脱酸素剤封入による無菌包装

脱酸素剤封入包装が適用されているものの例として、多く見られるのは水産加工製品かもしれません。珍味類やかまぼこ類、削り節やちりめん、干し魚などへの適用は多く目にするのではないでしょうか。水分量の低い商品に対しては、消費期限を延長させてくれる効果もあると考えられているようです。
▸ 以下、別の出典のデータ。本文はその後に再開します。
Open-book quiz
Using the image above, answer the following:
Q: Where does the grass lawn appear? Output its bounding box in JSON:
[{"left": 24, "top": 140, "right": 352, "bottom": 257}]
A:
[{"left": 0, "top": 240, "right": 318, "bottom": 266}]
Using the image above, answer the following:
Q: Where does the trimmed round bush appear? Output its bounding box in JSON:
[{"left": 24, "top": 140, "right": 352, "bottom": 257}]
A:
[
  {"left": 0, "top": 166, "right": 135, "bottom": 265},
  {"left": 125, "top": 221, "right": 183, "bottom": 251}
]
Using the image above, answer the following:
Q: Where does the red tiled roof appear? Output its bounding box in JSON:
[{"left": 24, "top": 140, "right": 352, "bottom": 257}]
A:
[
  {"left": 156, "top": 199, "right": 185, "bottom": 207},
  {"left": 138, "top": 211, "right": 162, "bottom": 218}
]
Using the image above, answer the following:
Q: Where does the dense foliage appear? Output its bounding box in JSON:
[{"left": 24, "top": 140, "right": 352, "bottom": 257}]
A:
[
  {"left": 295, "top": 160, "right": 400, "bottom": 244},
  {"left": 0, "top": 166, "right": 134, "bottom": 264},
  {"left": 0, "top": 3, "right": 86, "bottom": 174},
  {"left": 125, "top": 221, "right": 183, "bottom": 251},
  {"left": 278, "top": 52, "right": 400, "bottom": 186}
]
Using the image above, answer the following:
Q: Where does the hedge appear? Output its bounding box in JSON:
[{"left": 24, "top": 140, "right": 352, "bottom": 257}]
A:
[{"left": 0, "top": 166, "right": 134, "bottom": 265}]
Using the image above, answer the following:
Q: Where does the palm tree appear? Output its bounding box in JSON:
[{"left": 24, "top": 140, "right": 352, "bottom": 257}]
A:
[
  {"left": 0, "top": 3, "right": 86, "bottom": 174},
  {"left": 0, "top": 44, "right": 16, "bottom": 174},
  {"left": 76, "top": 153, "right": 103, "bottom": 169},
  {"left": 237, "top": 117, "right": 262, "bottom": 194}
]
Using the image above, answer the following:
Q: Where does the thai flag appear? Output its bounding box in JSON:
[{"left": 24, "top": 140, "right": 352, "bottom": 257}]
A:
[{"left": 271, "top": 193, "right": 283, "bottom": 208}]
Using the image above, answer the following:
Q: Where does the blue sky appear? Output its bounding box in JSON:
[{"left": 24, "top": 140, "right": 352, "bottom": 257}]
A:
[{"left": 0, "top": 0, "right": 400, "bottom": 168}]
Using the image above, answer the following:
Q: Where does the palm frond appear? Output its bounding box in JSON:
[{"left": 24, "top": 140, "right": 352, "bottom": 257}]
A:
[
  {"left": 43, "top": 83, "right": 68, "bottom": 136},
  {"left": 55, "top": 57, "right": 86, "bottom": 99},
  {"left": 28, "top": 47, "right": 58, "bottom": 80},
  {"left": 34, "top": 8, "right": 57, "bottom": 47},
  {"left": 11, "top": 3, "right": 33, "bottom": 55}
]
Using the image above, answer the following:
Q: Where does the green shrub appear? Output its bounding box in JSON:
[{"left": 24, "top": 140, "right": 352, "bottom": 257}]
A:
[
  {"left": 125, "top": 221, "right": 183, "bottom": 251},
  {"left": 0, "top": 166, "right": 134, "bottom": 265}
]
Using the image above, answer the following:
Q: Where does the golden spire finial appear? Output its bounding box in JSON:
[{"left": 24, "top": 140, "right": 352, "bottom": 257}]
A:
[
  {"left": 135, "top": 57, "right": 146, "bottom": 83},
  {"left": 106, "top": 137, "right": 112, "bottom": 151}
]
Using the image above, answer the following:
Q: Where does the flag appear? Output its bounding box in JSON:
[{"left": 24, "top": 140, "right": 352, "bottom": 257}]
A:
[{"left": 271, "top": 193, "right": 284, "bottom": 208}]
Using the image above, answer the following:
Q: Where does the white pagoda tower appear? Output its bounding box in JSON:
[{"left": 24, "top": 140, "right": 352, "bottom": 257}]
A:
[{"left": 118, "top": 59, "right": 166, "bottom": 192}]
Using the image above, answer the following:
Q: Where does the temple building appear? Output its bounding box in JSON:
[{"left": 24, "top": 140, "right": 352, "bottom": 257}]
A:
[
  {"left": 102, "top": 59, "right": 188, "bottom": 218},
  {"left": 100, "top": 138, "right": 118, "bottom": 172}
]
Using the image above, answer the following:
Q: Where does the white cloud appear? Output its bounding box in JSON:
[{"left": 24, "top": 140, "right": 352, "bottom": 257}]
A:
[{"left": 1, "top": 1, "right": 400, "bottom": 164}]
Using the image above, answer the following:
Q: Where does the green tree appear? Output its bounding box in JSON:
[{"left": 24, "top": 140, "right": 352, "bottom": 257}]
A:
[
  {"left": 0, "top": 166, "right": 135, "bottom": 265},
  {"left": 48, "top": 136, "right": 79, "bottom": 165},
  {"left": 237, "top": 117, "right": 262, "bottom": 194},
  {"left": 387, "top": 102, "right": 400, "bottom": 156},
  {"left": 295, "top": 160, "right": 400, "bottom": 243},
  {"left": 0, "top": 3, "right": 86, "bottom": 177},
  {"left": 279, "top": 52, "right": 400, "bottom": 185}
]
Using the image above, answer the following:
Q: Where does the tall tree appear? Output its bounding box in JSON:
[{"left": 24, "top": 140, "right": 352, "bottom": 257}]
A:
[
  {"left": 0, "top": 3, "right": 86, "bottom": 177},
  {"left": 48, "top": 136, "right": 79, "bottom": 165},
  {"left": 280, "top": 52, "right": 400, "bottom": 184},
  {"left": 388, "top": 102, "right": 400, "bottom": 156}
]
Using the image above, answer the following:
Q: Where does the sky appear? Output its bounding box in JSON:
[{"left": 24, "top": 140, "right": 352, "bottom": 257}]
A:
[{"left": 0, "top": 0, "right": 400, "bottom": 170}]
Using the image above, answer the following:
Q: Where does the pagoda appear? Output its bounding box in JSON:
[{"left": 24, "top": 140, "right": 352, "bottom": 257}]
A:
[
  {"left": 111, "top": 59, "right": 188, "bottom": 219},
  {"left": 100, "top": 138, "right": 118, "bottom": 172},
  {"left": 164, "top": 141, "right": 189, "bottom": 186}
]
また、米飯、切り餅、半生の麺類に対しては、無菌包装で脱酸素剤が使用されるというパターンが非常にポピュラーになりつつあるようです。無菌包装とは、加熱処理されたものを、過酸化水素水や紫外線などで殺菌した容器に、無菌状態を維持したまま密封するという方法です。無菌とは微生物が全く存在しない状態を言いますが、無菌包装での無菌は商業的意味あいが強く、食中毒菌や病原菌は存在せず、流通下において腐敗や経済的損失をもたらすような微生物も存在しないことを意味します。殺菌の程度が低い場合、包装容器内に好気性のカビや一般細菌が残存している可能性もあり、静菌効果を得るために、包装容器内の環境を低酸素状態にしておくことが重要なようです。無菌包装の製品としては、茶、果汁飲料、コーヒー、ミネラルウォーターなどの飲料、ロングライフミルクやコーヒー用ミルクなどの乳製品などの流動性のある食品が多くあります。無菌包装の固形食品の製品の種類は少ないですが、味の点で優れる無菌包装米飯がレトルト米飯に代わって伸びているようです。無菌包装米飯は、常圧で無菌的に炊飯した御飯を無菌の雰囲気の中で殺菌された容器に充填し、密封包装したものです。炊飯工程で一般細菌はほぼ殺菌されますが、液体の熱交換器による加熱殺菌に比べると殺菌価は低くなります。このため無菌包装米飯では容器としてポリプロピレン(PP) やPP/EVOH系のトレイを用い、脱酸素剤を封入する包装形態が採用されています。